I search for the remaining pieces of my uniform, trying not to cry. “I’ll go to Max’s. He can drive me to work before Andy gets there.”
“Okay.” She nods. “That’s a good plan.”
It’s the night before school starts, and I’m working for real this time. Anna and I—and her boyfriend, of course—are inside the box office. The main lobby of our theater is enormous. Eight box-office registers underneath a twenty-five-foot ceiling of carved geometric crosses and stars.

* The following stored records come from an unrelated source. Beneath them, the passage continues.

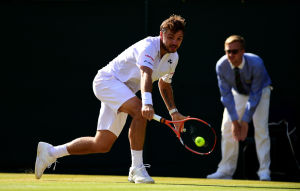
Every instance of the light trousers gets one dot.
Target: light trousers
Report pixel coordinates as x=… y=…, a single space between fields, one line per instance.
x=230 y=147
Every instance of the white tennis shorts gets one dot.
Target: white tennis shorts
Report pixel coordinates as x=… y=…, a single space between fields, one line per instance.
x=112 y=93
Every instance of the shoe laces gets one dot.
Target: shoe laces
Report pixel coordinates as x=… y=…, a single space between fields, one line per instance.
x=143 y=170
x=54 y=165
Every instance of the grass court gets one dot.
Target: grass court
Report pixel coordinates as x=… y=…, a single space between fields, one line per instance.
x=57 y=182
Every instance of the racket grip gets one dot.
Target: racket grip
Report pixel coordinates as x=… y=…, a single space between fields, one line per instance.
x=156 y=117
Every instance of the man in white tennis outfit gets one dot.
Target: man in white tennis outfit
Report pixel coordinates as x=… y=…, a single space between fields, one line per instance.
x=115 y=85
x=245 y=93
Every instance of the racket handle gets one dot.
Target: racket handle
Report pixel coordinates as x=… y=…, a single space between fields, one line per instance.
x=156 y=117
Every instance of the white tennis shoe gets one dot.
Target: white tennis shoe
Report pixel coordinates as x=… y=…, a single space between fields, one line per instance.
x=43 y=159
x=218 y=175
x=139 y=175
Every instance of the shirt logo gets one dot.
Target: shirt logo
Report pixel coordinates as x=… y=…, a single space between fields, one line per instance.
x=149 y=57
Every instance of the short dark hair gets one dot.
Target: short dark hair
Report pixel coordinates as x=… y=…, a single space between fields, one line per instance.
x=174 y=23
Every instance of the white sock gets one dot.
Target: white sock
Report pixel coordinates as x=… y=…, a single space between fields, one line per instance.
x=59 y=151
x=136 y=158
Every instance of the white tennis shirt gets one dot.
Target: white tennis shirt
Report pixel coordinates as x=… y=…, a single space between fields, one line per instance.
x=126 y=66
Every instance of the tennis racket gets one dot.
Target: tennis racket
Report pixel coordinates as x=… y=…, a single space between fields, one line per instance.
x=189 y=129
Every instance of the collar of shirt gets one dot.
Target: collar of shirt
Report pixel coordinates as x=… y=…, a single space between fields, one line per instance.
x=240 y=66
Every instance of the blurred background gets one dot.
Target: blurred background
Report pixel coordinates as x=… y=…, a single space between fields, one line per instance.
x=52 y=49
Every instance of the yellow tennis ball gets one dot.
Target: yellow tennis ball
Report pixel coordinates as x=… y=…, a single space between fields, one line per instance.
x=199 y=141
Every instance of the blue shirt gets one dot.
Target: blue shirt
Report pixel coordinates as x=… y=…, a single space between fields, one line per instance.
x=254 y=78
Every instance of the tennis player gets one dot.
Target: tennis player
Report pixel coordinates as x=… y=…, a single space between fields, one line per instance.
x=245 y=93
x=116 y=85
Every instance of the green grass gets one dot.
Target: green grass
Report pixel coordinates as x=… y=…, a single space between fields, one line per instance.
x=53 y=182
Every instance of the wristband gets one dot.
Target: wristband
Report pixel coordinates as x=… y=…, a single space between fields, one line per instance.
x=171 y=111
x=147 y=98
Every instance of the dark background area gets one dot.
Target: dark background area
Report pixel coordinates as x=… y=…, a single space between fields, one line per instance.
x=51 y=51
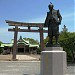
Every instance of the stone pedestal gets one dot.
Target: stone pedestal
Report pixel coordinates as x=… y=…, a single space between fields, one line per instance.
x=53 y=61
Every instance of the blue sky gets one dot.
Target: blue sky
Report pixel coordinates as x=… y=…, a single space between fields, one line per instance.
x=33 y=11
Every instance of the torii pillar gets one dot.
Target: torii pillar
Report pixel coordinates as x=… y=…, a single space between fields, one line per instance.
x=15 y=43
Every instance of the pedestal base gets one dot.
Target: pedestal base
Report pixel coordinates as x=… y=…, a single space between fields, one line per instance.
x=53 y=62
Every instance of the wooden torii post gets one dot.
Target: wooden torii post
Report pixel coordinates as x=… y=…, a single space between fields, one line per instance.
x=21 y=24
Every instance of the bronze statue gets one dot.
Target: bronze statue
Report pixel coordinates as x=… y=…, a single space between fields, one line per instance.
x=53 y=20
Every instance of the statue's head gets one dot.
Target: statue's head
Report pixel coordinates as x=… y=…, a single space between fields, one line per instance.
x=50 y=6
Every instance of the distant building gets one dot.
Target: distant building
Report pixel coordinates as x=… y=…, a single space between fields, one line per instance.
x=23 y=46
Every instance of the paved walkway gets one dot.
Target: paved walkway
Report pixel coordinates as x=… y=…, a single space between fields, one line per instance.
x=20 y=57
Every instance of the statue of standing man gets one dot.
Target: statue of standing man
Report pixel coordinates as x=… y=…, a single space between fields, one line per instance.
x=53 y=20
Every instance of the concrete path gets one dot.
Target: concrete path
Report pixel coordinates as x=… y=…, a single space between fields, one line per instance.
x=20 y=57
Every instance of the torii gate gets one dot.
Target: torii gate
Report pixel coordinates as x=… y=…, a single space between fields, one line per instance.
x=21 y=24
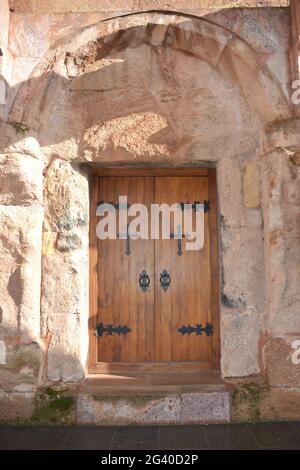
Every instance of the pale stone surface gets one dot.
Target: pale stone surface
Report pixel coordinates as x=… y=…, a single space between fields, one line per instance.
x=148 y=88
x=65 y=271
x=2 y=352
x=207 y=407
x=17 y=405
x=20 y=249
x=281 y=371
x=20 y=180
x=240 y=333
x=185 y=408
x=58 y=6
x=251 y=185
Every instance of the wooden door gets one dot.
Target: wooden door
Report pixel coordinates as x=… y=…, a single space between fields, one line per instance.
x=187 y=301
x=156 y=317
x=121 y=301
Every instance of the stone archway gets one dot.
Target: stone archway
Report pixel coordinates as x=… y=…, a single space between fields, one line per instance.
x=97 y=100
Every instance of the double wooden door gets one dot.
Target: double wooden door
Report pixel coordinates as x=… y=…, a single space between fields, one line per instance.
x=154 y=303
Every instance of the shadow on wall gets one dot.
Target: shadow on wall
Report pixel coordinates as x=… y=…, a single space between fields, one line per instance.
x=150 y=91
x=150 y=94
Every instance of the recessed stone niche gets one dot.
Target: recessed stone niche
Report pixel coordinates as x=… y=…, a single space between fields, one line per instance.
x=161 y=90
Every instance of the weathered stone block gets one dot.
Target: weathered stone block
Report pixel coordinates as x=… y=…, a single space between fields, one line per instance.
x=172 y=408
x=240 y=334
x=20 y=278
x=205 y=408
x=66 y=355
x=67 y=198
x=251 y=185
x=21 y=180
x=18 y=405
x=281 y=370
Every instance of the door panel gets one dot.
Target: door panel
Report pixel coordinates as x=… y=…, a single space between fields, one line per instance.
x=187 y=300
x=121 y=301
x=154 y=316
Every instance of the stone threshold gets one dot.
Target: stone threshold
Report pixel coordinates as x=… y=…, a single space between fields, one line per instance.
x=180 y=399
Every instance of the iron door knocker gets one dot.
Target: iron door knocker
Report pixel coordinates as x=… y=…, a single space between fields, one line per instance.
x=144 y=281
x=165 y=280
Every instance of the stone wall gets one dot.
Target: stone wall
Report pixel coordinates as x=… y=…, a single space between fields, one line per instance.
x=165 y=89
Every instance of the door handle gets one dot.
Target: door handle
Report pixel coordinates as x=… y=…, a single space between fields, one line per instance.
x=165 y=280
x=144 y=281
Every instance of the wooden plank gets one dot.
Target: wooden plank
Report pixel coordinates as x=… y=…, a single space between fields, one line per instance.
x=121 y=300
x=187 y=300
x=214 y=267
x=132 y=172
x=150 y=367
x=93 y=272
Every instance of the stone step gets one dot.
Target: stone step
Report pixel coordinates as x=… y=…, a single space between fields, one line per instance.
x=153 y=404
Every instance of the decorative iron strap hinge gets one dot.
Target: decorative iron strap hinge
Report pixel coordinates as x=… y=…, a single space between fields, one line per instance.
x=193 y=205
x=208 y=329
x=116 y=205
x=110 y=329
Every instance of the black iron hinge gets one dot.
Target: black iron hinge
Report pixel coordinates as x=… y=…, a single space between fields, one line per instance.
x=193 y=205
x=208 y=329
x=116 y=205
x=110 y=329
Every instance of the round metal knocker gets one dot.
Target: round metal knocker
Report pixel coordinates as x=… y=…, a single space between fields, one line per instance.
x=144 y=281
x=165 y=280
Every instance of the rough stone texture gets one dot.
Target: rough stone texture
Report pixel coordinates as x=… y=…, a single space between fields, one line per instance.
x=240 y=336
x=160 y=89
x=280 y=369
x=256 y=401
x=251 y=185
x=20 y=248
x=169 y=409
x=65 y=271
x=59 y=6
x=16 y=406
x=5 y=59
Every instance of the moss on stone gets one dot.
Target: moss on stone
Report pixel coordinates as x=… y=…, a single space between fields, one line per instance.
x=247 y=398
x=53 y=407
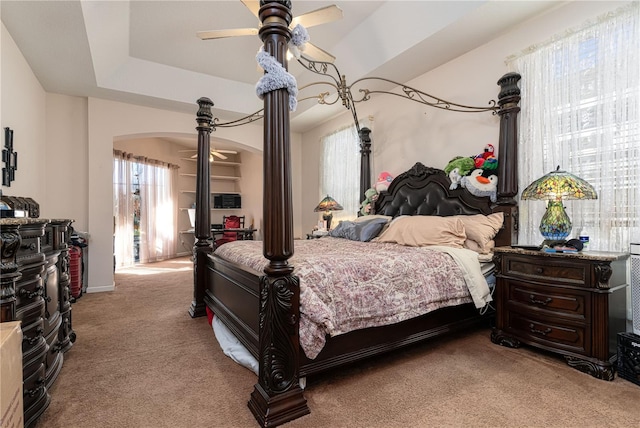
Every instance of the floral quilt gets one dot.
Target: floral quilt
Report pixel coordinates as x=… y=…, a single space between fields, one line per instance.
x=349 y=285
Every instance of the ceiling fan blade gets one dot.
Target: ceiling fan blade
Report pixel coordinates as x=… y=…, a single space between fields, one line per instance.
x=221 y=34
x=253 y=6
x=313 y=52
x=318 y=16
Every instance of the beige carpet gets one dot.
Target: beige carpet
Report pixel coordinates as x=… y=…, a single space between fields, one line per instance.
x=141 y=361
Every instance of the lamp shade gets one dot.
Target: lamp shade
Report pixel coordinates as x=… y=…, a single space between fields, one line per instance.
x=559 y=185
x=328 y=204
x=555 y=187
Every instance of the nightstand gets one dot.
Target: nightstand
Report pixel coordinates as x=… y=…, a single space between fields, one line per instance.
x=573 y=304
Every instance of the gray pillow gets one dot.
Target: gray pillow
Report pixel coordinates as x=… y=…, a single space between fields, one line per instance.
x=363 y=231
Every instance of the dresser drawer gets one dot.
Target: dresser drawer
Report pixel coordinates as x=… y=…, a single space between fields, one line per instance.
x=547 y=269
x=551 y=334
x=548 y=300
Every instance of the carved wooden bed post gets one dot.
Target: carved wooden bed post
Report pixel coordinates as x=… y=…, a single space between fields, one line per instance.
x=508 y=100
x=365 y=164
x=277 y=397
x=203 y=245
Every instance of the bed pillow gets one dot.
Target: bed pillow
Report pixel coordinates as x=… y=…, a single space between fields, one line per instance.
x=366 y=218
x=481 y=229
x=419 y=231
x=362 y=230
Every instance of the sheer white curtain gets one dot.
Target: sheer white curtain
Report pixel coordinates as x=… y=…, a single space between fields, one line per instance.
x=580 y=110
x=340 y=172
x=123 y=210
x=158 y=195
x=157 y=185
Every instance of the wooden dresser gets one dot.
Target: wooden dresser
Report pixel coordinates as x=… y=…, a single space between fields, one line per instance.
x=572 y=304
x=35 y=292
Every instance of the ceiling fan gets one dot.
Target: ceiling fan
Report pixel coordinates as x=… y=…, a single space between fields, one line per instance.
x=310 y=19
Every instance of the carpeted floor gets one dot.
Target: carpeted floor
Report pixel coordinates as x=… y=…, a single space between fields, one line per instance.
x=141 y=361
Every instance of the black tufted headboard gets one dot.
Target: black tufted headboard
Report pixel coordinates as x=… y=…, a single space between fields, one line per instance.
x=424 y=190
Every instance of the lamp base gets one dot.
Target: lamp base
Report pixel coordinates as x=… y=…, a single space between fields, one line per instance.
x=552 y=242
x=555 y=223
x=327 y=218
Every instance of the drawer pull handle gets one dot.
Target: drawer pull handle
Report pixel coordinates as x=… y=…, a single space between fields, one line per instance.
x=39 y=387
x=544 y=302
x=540 y=332
x=33 y=340
x=24 y=293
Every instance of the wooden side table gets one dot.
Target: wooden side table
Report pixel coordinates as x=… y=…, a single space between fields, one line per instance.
x=573 y=304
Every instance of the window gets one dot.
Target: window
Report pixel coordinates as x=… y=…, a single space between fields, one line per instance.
x=340 y=172
x=144 y=209
x=580 y=110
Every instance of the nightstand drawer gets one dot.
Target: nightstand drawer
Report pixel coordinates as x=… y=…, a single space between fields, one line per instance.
x=547 y=269
x=551 y=334
x=552 y=301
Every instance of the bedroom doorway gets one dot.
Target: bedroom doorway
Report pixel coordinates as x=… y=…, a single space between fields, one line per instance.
x=145 y=199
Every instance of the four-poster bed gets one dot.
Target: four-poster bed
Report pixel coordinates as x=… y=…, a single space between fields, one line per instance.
x=262 y=309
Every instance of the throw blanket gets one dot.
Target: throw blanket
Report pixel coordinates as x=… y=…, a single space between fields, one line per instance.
x=349 y=285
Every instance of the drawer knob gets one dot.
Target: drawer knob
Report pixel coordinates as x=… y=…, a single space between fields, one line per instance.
x=540 y=332
x=535 y=301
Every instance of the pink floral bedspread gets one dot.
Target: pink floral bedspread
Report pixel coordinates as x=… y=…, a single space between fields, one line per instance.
x=348 y=285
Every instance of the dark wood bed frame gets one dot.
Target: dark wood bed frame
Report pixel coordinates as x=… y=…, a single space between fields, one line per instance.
x=262 y=308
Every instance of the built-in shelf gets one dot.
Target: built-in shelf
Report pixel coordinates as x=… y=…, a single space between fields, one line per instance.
x=221 y=163
x=214 y=209
x=214 y=177
x=224 y=174
x=213 y=192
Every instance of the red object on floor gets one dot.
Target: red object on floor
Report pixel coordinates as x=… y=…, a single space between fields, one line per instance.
x=75 y=270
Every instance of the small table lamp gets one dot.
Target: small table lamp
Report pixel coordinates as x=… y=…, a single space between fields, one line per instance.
x=327 y=205
x=555 y=187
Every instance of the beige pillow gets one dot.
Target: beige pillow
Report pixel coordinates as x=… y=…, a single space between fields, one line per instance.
x=369 y=217
x=419 y=231
x=473 y=245
x=482 y=229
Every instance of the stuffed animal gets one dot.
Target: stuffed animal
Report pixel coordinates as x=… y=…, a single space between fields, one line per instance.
x=481 y=183
x=384 y=180
x=371 y=195
x=457 y=168
x=480 y=159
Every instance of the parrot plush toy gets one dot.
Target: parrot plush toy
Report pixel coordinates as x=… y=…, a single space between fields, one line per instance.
x=457 y=168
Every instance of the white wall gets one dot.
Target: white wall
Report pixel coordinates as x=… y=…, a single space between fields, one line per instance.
x=24 y=111
x=405 y=132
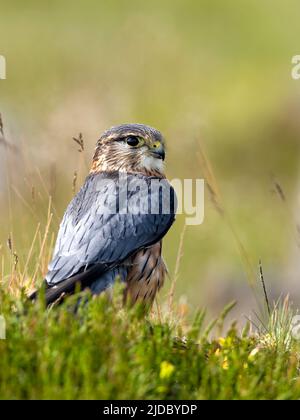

Giant white pillars and dark wooden trim add to the historic opulence and mark the building as not originally a chain movie theater. Its first incarnation was a swanky hotel, the second a ritzy automobile showroom.
It’s another slow evening. Anna is writing in a battered, left-handed notebook while St. Clair and I argue across the full length of the box office. She just got another part-time job, unpaid, writing movie reviews for her university’s newspaper. Since she’s a freshman, they’re only giving her the crappy movies. But she doesn’t mind. “It’s fun to write a review if you hate the movie,” she told me earlier. “It’s easy to talk about things we hate, but sometimes it’s hard to explain exactly why we like something.”
“I know you like him,” St. Clair says to me, leaning back in his chair. “But he’s still far too old for you.”